Une page peut être techniquement indexable mais très difficile à découvrir. Vérifiez qu’elle reçoit des liens internes depuis des pages réellement accessibles et qu’elle n’est pas enfouie derrière une navigation que le crawler ne peut pas suivre.

Si la page est importante, son existence doit être cohérente dans l’architecture. Un sitemap peut aussi aider à signaler l’URL, mais il ne remplace pas un maillage interne utile.

Étape 5 : examiner le contenu et les duplications

Si plusieurs URLs proposent un contenu presque identique, Google peut choisir une autre version comme canonical. Vérifiez aussi que la page contient un contenu principal réellement utile et suffisamment distinct pour justifier son existence.

Le diagnostic ne doit pas se limiter à compter les mots. Une page peut être longue et néanmoins redondante, ou courte et parfaitement adaptée à une intention précise.

Étape 6 : inspecter l’URL et observer les rapports

Search Console permet de vérifier l’état connu de la page, la version canonique et certains problèmes d’exploration ou d’indexation. Utilisez ces informations pour confirmer votre hypothèse plutôt que pour multiplier les changements simultanés.

Après correction, demandez un nouveau crawl si cela a du sens, puis laissez le temps aux systèmes de retraiter la page. Une modification technique immédiatement visible sur le site peut nécessiter davantage de temps pour être reflétée dans l’index.

Ne pas confondre correction technique et garantie

Corriger robots, canonical, statut HTTP ou maillage peut supprimer un obstacle identifiable. Cela ne signifie pas que Google indexera forcément la page ensuite : l’indexation n’est pas garantie.
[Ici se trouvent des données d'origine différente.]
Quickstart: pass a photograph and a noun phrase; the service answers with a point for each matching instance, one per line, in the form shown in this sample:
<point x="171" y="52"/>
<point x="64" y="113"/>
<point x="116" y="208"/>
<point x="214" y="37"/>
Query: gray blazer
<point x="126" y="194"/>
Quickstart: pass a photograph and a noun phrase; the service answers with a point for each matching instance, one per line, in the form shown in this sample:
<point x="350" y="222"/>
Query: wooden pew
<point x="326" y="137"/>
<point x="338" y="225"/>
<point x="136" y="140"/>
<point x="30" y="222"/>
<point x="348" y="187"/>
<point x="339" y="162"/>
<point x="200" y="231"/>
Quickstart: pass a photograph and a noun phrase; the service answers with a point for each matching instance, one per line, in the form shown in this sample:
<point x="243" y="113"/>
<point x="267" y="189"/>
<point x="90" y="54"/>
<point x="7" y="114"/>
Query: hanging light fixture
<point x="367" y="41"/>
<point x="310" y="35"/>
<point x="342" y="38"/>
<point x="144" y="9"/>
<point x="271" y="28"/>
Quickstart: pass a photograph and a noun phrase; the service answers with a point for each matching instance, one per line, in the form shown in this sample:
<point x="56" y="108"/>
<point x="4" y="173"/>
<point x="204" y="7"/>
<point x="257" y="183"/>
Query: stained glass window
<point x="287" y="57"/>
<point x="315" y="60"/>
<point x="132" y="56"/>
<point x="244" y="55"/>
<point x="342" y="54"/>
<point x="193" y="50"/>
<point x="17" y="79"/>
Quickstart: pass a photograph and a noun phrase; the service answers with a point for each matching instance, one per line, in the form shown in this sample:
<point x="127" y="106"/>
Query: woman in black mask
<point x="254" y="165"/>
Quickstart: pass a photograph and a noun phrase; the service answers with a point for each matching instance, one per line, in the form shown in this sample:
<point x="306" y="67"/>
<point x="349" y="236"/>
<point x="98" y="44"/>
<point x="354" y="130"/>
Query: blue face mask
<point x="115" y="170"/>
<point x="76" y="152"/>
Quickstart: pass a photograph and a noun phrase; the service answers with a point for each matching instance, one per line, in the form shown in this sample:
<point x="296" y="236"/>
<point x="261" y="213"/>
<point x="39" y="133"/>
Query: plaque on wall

Les exigences techniques donnent une éligibilité, pas une garantie.

L’ordre de diagnostic reste donc le plus efficace : accessibilité, robots/noindex, HTTP, canonical, découverte, contenu et inspection. Une fois ces points vérifiés, vous savez au moins quels obstacles concrets ont été éliminés.

Sources et repères

À retenir

L’ordre de diagnostic reste donc le plus efficace : accessibilité, robots/noindex, HTTP, canonical, découverte, contenu et inspection. Une fois ces points vérifiés, vous savez au moins quels obstacles concrets ont été éliminés.